Inequality across much of Europe has widened. In 1991, the richest 10 percent of Germans took in 26 percent of the nation’s income before taxes and transfers. By 2010 they took in 31 percent. Over the same period, the slice of the nation’s income taken by the bottom half of the population fell to 17 percent, from 22 percent.
Too often union leaders have prided themselves on their hard-headed "realism”, their tough “practicality”, their "pragmatic" approach of looking at each problem concretely with no “abstract theories” to block their view. They want only a “fair day’s pay for a fair day’s work.” Their “reasonableness" cover their ignorance and refusal to face the facts of life. They are indeed not idealists but firm supporters of the present capitalist system. For over two hundred years capitalism has proceeded in a jerky fashion of cyclical prosperity and depression.

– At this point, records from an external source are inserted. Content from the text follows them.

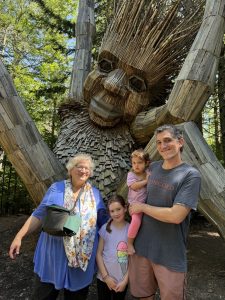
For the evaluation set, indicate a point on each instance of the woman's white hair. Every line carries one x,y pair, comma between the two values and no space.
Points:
75,160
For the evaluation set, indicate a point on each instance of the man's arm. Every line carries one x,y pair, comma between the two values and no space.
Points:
175,214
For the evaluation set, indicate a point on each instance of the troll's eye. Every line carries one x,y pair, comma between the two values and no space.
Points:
137,84
105,65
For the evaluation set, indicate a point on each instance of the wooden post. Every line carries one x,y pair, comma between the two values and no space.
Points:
195,82
30,156
85,30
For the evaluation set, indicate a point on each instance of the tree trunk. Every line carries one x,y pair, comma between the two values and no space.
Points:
85,30
195,81
221,96
30,156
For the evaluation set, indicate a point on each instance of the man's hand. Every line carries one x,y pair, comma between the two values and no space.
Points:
136,208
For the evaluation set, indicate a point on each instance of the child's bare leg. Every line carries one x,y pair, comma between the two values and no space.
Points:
130,248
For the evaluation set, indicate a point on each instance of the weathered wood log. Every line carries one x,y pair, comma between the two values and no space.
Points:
198,154
85,30
30,156
195,82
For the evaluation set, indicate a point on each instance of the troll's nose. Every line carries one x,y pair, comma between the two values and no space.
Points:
116,83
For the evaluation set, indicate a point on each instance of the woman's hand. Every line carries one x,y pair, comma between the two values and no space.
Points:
111,283
30,226
15,247
136,208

The essential basic feature of the capitalist mode of production is profit; the driving motivation of capitalist society must be the relentless pursuit of an ever greater rate and mass of profit. This profit is the surplus over and above what the costs of production are, the costs of the means of production and the cost of labor power. This profit is placed in the hands of the capitalist. Part of it is spent for his enjoyment; another part is divided among different groups of society or is paid in taxes. But an essential part of the profit must be reinvested in the productive process itself on an ever increasing scale. Capital must be accumulated or it will die.
The drive to increase or maintain profit or prevent their decline means that every effort must be made to reduce the costs of production, the costs of the means of production and the cost of labour power. To do this science, engineering, technology and techniques are developed as much and as speedily as possible so that mankind can produce the goods for the needs and wants of society with the least cost possible.

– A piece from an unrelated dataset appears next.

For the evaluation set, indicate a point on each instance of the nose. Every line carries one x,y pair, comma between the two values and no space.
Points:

Every capitalist, therefore, must throw into the market all he possibly can over and above the amount he took out of the market. This surplus must grow in ever increasing and rapid amounts. If the markets do not expand accordingly, and they do not, there must come a time when the surplus cannot be marketed and a depression occurs with consequent unemployment and suffering.
The depression, however, tends to have this historic result. The less efficient methods of production are wiped out, the more efficient prevail; and when the depression ends, there is production on a far more efficient and better scale than ever. Competition and depression have forcibly destroyed what had been allowed economically to remain too long. Depressions result in intensification of both the suffering of the people and economic progress. The capitalist is no more to blame for this situation than the worker. Both are products of the same mode of production.

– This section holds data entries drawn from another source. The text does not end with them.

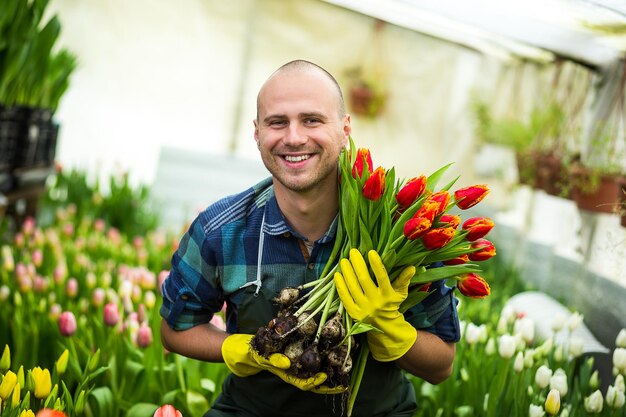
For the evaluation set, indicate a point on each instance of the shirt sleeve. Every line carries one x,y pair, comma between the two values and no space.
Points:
437,314
188,297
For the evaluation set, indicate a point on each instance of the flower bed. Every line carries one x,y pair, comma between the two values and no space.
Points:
79,331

In all this long cyclical history of capitalism some people have arisen in the past who have tried to see whether depressions could be prevented and yet capitalism saved. Nevertheless depressions are still with us and grow ever more intense and enduring. A far greater number of noble people, especially from the ranks of the sufferers, have clamored for some relief and academics suggest all manner of policies so that the recessions can be made more gradual and not so severe, made shorter and not so prolonged, have less fearsome effects. Perhaps the suffering could be alleviated to a degree. Certainly it is an anomaly to have lines at food banks in the midst of great piles of useful commodities lying ready to be consumed or to be produced. Indeed, advanced capitalist countries have done something along this if only to prevent riots and revolutions from the suffering victims. But for the moment, taking advantage of the weaknesses in the union movement and the lack of effective resistance, the cuts and onslaught against workers will continue unabated until that union fight-back grows in strength.
Today in the Autumn Statement the Chancellor will be setting out new cuts that will see social welfare budgets curtailed even more.